METRO WEEKLY: Considering your work with kids, Common Threads, I want to know about your own childhood. The part of Florida you come from, that’s not beaches and art deco. That’s country.
ART SMITH: It is very country. It’s a very rural part of the South. I grew up right on the border of south Georgia, north Florida. The county’s called Hamilton, mostly known for the river that runs through it, the Suwannee. And author Lillian Smith came from there, who was a major activist for equality. She wrote a great book, Strange Fruit.
Even though it was the sticks, there was this amazing stuff.
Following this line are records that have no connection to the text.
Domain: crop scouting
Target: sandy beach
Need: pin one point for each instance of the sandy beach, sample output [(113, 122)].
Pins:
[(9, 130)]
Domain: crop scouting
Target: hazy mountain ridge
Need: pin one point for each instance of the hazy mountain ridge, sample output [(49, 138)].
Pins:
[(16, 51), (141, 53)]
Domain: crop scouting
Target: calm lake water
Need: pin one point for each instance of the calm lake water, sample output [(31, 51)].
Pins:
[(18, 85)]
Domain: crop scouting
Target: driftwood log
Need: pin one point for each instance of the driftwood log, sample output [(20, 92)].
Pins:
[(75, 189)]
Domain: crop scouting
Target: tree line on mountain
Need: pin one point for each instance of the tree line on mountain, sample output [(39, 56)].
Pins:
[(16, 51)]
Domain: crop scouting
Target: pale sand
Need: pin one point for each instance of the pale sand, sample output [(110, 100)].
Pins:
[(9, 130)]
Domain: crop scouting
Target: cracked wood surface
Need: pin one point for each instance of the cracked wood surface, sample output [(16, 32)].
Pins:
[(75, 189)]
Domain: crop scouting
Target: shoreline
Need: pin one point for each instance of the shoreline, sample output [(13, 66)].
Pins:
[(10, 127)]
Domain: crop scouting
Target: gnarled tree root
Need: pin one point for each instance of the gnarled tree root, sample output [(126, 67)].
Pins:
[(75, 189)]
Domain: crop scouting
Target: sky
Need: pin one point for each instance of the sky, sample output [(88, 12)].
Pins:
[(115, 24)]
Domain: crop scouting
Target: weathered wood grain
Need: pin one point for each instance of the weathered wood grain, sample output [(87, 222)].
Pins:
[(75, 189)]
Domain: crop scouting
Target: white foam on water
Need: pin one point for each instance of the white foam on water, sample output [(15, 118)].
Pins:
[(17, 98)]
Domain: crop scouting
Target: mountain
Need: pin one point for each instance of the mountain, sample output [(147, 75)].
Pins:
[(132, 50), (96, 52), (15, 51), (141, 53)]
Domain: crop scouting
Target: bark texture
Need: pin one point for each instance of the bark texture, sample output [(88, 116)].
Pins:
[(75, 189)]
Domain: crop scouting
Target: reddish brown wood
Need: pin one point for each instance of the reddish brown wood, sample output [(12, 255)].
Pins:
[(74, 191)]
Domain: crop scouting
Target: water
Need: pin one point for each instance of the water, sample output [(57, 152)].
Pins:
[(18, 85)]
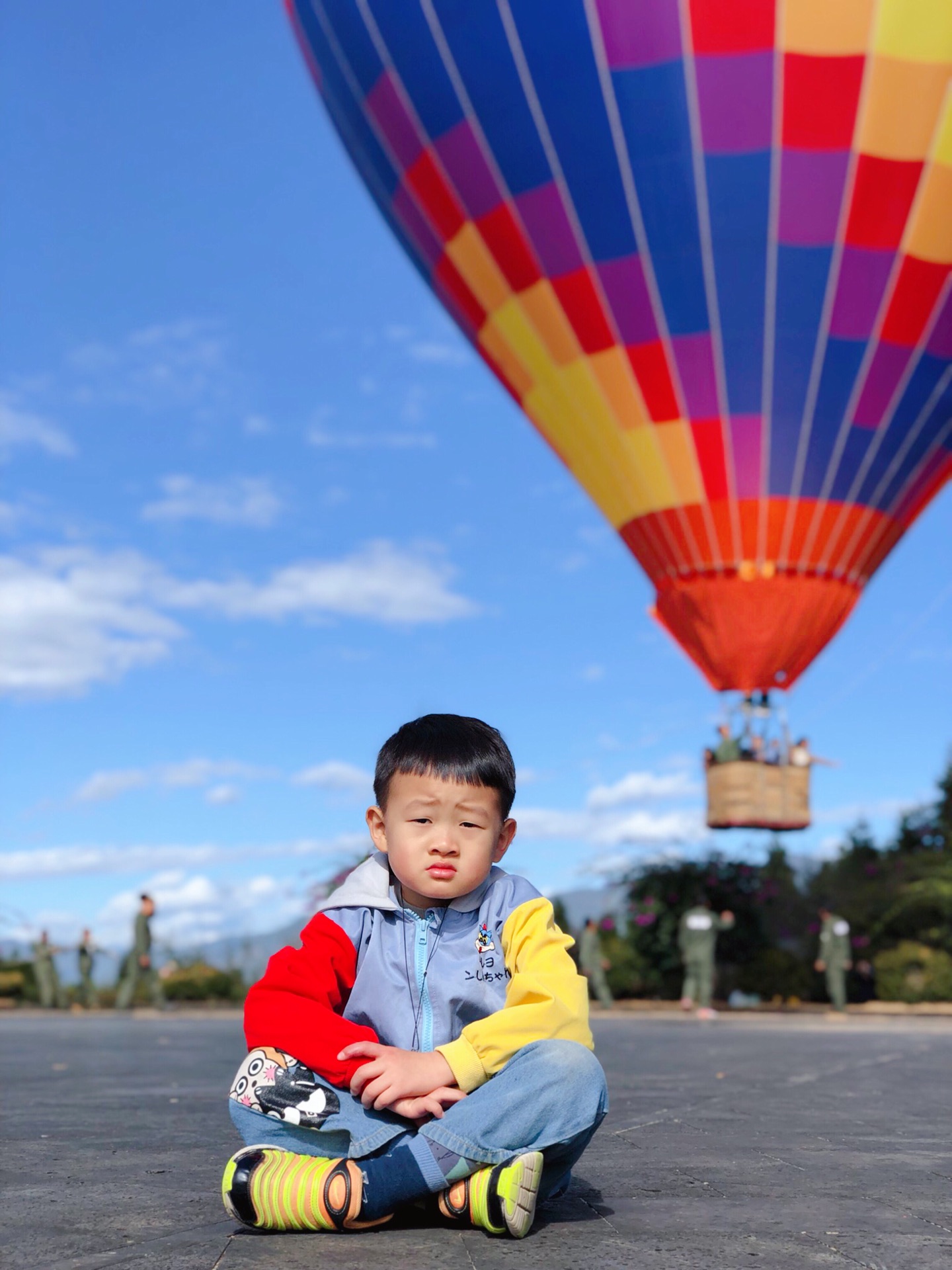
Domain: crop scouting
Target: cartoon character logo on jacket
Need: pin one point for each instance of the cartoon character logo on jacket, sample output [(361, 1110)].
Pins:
[(484, 940), (276, 1083)]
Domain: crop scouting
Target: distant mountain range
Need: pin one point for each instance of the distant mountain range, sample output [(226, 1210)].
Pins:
[(249, 952)]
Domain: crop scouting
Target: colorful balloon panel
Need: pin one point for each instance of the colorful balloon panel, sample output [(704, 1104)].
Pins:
[(707, 248)]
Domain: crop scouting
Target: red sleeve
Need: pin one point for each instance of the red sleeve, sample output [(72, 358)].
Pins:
[(296, 1005)]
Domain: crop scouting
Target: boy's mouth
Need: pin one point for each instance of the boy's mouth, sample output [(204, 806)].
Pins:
[(441, 870)]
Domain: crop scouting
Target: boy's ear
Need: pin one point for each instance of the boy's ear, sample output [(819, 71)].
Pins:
[(506, 836), (379, 833)]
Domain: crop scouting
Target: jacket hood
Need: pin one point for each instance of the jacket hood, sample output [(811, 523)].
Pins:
[(368, 887)]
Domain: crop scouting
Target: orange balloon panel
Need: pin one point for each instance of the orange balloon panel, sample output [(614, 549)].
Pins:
[(706, 247)]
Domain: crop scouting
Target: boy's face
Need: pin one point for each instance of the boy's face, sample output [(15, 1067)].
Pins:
[(442, 837)]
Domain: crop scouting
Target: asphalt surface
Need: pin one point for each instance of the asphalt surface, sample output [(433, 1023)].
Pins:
[(746, 1142)]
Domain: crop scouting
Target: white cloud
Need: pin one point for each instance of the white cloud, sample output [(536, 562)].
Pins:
[(608, 821), (635, 828), (640, 786), (239, 501), (20, 427), (136, 857), (194, 773), (104, 786), (335, 775), (220, 795), (324, 440), (71, 616), (380, 583), (178, 364), (438, 353), (190, 774)]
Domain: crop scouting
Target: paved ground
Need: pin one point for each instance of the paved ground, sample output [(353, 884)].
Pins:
[(750, 1142)]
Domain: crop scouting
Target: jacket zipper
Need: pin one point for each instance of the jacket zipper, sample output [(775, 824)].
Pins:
[(420, 948)]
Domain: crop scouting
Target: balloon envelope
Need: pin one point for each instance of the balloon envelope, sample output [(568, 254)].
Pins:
[(706, 247)]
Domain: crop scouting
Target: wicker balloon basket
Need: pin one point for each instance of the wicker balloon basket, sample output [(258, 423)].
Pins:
[(748, 795)]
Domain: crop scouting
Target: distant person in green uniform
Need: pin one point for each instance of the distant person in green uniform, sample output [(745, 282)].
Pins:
[(728, 749), (834, 956), (139, 962), (85, 958), (593, 964), (697, 937), (48, 987)]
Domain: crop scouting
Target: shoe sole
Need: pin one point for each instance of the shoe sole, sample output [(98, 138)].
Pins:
[(520, 1209)]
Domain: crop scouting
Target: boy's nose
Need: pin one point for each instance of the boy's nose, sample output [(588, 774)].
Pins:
[(444, 846)]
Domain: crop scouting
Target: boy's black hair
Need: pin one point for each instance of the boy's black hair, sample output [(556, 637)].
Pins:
[(452, 748)]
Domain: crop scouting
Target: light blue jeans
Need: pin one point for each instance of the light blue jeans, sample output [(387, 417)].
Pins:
[(551, 1096)]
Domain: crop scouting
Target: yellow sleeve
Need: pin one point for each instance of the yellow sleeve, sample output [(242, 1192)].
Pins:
[(546, 999)]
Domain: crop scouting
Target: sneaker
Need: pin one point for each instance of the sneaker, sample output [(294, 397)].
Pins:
[(270, 1189), (500, 1199)]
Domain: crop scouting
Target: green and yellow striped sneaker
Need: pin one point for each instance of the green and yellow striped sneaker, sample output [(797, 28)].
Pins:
[(500, 1199), (278, 1191)]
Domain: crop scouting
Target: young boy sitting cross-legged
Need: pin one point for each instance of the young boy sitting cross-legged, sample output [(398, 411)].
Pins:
[(430, 1037)]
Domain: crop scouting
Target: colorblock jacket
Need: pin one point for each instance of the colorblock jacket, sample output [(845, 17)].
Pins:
[(476, 981)]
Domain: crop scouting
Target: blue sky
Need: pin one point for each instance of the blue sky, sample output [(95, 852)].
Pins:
[(262, 505)]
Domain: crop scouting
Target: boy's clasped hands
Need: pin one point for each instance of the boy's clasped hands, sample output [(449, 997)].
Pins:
[(416, 1086)]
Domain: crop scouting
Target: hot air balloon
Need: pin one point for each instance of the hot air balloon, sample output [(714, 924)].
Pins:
[(706, 247)]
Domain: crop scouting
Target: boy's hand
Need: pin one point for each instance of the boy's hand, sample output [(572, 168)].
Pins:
[(395, 1074), (430, 1107)]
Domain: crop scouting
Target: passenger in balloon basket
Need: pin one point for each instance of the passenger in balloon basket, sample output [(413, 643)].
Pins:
[(427, 1049)]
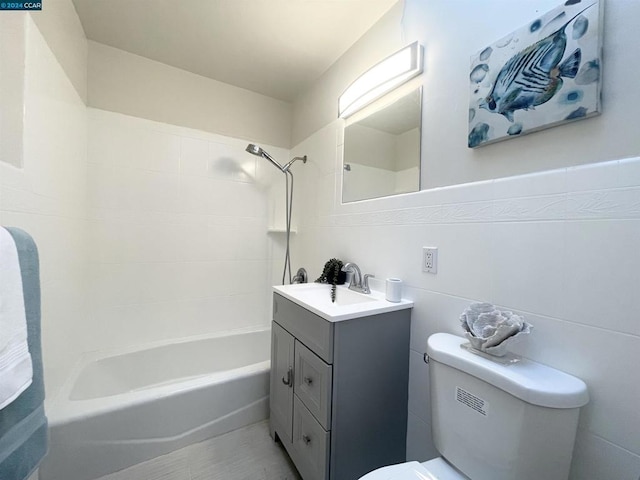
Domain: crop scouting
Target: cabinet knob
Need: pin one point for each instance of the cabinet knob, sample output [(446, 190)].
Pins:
[(287, 380)]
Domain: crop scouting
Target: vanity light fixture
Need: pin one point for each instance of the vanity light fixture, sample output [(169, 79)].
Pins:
[(390, 73)]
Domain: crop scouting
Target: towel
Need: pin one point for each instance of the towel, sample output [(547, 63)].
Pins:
[(23, 424), (15, 362)]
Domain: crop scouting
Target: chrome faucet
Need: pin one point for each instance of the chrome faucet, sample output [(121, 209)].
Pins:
[(358, 283)]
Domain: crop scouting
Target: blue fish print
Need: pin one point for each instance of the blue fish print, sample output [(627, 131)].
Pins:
[(534, 75)]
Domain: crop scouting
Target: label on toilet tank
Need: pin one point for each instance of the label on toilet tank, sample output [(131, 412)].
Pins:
[(472, 401)]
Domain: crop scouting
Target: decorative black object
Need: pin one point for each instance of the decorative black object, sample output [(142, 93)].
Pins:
[(332, 273)]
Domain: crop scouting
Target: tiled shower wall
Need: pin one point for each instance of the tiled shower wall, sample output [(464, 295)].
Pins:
[(177, 231), (559, 247), (45, 197)]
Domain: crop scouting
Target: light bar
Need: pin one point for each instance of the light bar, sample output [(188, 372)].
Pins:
[(380, 79)]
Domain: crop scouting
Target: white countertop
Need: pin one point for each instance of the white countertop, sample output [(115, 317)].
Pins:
[(349, 304)]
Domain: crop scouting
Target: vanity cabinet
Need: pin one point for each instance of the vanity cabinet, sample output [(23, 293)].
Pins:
[(339, 394)]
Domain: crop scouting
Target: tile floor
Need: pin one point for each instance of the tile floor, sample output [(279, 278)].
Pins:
[(245, 454)]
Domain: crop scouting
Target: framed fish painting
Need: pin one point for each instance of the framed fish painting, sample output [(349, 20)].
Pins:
[(545, 74)]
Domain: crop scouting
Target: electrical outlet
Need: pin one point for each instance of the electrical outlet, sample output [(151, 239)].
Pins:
[(430, 259)]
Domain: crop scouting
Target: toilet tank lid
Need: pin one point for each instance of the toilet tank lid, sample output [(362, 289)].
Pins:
[(527, 380)]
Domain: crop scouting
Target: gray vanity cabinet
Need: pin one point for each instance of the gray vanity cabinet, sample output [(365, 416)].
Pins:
[(339, 390)]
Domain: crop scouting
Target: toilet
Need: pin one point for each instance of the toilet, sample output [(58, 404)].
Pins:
[(494, 420)]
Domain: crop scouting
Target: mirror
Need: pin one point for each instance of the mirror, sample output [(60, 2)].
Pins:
[(382, 150)]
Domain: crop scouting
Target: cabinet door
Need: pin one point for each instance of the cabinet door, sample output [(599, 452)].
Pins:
[(281, 394), (313, 384)]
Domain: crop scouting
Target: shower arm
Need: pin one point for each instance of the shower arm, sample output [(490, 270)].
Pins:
[(288, 164)]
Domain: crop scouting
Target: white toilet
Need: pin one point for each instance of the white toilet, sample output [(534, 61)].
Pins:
[(493, 421)]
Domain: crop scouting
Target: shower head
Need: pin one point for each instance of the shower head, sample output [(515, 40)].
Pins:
[(256, 150)]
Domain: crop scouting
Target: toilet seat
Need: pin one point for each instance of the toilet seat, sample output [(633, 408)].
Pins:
[(436, 469)]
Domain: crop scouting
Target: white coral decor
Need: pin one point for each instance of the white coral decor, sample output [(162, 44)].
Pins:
[(490, 330)]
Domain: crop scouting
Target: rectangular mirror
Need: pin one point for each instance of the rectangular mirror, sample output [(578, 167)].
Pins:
[(382, 150)]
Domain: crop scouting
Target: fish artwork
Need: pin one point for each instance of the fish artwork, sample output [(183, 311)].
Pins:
[(534, 75), (546, 73)]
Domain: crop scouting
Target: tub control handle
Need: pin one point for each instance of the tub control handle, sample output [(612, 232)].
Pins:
[(288, 381)]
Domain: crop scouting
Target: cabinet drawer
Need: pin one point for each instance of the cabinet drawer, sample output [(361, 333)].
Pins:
[(313, 383), (314, 331), (310, 444)]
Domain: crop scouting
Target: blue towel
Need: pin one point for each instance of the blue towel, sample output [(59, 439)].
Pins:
[(23, 425)]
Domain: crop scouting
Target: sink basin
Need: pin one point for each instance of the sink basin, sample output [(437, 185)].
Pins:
[(349, 304)]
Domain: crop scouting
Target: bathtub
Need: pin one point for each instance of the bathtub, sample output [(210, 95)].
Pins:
[(117, 410)]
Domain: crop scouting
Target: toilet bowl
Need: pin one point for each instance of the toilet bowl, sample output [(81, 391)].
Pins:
[(436, 469), (495, 421)]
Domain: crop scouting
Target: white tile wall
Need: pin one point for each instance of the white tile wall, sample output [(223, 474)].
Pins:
[(46, 198), (178, 242), (560, 247)]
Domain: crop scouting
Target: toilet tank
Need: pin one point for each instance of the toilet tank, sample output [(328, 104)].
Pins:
[(496, 421)]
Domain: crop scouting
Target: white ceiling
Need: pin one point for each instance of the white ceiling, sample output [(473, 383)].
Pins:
[(274, 47)]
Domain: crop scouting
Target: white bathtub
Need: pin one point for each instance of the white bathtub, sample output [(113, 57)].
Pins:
[(119, 410)]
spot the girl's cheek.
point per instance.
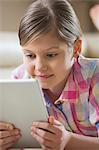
(30, 70)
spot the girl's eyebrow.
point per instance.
(55, 47)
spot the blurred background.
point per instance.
(11, 12)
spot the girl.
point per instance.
(50, 34)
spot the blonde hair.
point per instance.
(44, 15)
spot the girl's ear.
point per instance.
(77, 46)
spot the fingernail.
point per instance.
(51, 120)
(9, 126)
(16, 132)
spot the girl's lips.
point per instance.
(42, 77)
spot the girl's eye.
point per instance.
(52, 55)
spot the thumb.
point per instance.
(53, 121)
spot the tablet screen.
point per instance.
(21, 103)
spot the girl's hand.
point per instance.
(50, 136)
(9, 135)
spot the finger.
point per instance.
(10, 139)
(42, 141)
(45, 126)
(8, 145)
(7, 133)
(6, 126)
(44, 134)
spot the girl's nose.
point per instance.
(40, 65)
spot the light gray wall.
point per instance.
(11, 12)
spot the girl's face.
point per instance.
(49, 60)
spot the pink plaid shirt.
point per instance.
(78, 105)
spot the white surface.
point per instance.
(21, 103)
(10, 50)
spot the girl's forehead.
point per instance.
(46, 42)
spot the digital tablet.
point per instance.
(21, 103)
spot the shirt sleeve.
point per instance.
(94, 98)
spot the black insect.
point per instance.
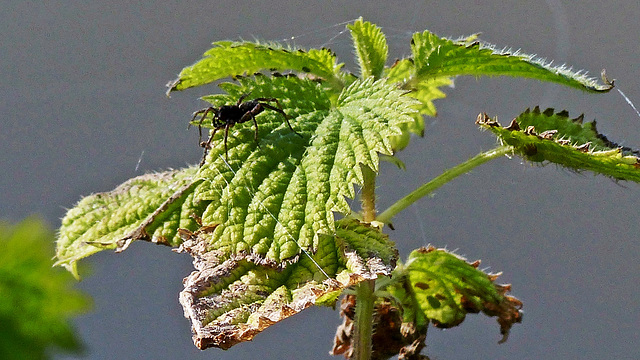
(228, 115)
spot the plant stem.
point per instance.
(363, 321)
(445, 177)
(364, 290)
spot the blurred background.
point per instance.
(84, 109)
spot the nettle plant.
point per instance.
(265, 215)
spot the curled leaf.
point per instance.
(149, 207)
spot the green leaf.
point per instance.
(274, 197)
(371, 47)
(229, 59)
(149, 207)
(439, 287)
(425, 91)
(436, 57)
(36, 301)
(230, 301)
(554, 137)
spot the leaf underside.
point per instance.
(547, 136)
(231, 301)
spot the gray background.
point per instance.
(83, 97)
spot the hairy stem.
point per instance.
(364, 290)
(445, 177)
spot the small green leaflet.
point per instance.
(439, 287)
(36, 300)
(554, 137)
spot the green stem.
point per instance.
(364, 320)
(445, 177)
(364, 290)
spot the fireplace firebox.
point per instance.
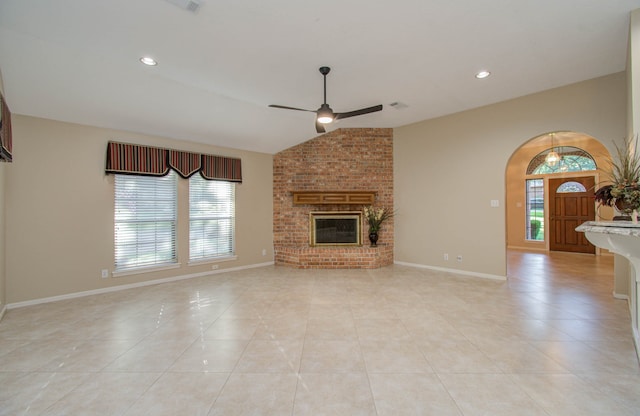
(333, 228)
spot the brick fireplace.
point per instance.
(345, 160)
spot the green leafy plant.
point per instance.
(622, 190)
(375, 217)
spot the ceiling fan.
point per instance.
(325, 114)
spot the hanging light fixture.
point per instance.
(553, 158)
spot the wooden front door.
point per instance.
(571, 203)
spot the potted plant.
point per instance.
(375, 218)
(623, 189)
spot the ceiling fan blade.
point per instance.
(359, 112)
(290, 108)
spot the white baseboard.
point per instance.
(128, 286)
(453, 271)
(619, 296)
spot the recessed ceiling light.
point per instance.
(147, 60)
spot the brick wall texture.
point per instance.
(342, 160)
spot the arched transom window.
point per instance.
(572, 159)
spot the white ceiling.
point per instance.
(219, 68)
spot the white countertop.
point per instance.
(611, 227)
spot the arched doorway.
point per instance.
(537, 214)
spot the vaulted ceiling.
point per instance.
(220, 66)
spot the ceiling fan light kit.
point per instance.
(325, 114)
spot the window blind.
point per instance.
(145, 221)
(211, 218)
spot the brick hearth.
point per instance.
(353, 160)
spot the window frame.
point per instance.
(163, 215)
(221, 208)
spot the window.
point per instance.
(572, 159)
(535, 209)
(145, 221)
(211, 218)
(571, 187)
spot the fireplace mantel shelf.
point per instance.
(334, 197)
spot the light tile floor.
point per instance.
(278, 341)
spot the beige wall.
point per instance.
(447, 170)
(3, 292)
(59, 208)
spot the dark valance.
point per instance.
(136, 159)
(6, 145)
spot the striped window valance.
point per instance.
(137, 159)
(6, 145)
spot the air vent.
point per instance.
(398, 105)
(190, 5)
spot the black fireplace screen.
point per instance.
(335, 229)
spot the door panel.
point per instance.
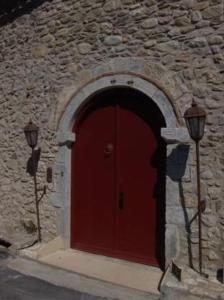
(137, 177)
(118, 179)
(93, 208)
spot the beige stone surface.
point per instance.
(133, 275)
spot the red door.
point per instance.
(117, 180)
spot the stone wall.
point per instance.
(44, 51)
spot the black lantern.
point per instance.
(31, 133)
(195, 121)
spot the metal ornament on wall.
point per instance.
(31, 133)
(195, 120)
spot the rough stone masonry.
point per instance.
(45, 48)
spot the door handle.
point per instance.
(121, 200)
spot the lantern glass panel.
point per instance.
(195, 127)
(31, 137)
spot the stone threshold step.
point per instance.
(86, 283)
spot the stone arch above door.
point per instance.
(78, 96)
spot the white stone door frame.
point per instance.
(173, 134)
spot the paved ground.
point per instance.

Zora Neale Hurston also wasn’t from far away. Another who wasn’t far away was Marjorie Kinnan Rawlings. It’s interesting that in this kind of backland swamps part of the country, there was a lot of genius.
MW: What about the food in your youth?
SMITH: What kind of food?
MW: I don’t know. Macaroni and cheese in a box?
SMITH: No, no, no. We had a farm, which we still have.
MW: What kind of farm?
SMITH: A family farm. We raised cattle and tobacco, but we had a garden. We ate from the land. I grew up that way. We did not eat processed food. Everything we made was from scratch, as they say. There wasn’t a cake made from a mix, and there wasn’t macaroni and cheese from a box. We didn’t have that. I mean, it was there, but we didn’t eat it. And once you’ve had the real thing, you sure as hell don’t want the unreal thing.
When there’s a funeral, there was a lot of food. When there’s a celebration, there’s a lot of food. It’s a very emotional part of the country.
MW: You had a happy childhood?
SMITH: I was bullied quite badly in school. I recently asked my mother, ”Do you remember it?” She said yes. I said, ”Do you think they remember it?” ”Yes, but they’re nice to you now.”
It’s funny how you have to get famous in order for people to be nice to you.
There are things I totally reconnect back to my childhood. I recently saw that movie, The Help. Did you see it?
SMITH: There’s that scene where Aibileen (played by Viola Davis) has to leave the little girl, and the little girl is screaming, crying, because she doesn’t want to be separated. I was raised that way. We didn’t have separate bathrooms and all that stuff – my family, for the 1960s, we were pretty with it. But my father had two sons. One drove a tractor and one just wanted to play piano and whatever.
MW: You were the one who wanted to play piano?
SMITH: Yes. And I wanted an Easy-Bake Oven, but I never got one, because it was too girly.
My mother went back to work when I was 3 months old, and Leila raised me. She was our nanny. I was about 10 or 11 when I was separated from Leila. My father said, ”She’s spoiling you, Art. You won’t be able to function in life.” I swear, it was like saying, ”Son, she’s makin’ you gay.” He just couldn’t figure out why he had a gay son.
MW: That must’ve left a scar.
SMITH: Oh, it was painful! Trust me, when I saw that movie I cried. I could see myself. One of the things about all that is I believe that what it did was make me more compassionate, more understanding.
MW: The separation from Leila?
SMITH: The separation, the way I grew up, everything. I don’t think I could’ve worked for Oprah Winfrey if I hadn’t been raised by a black woman. Period.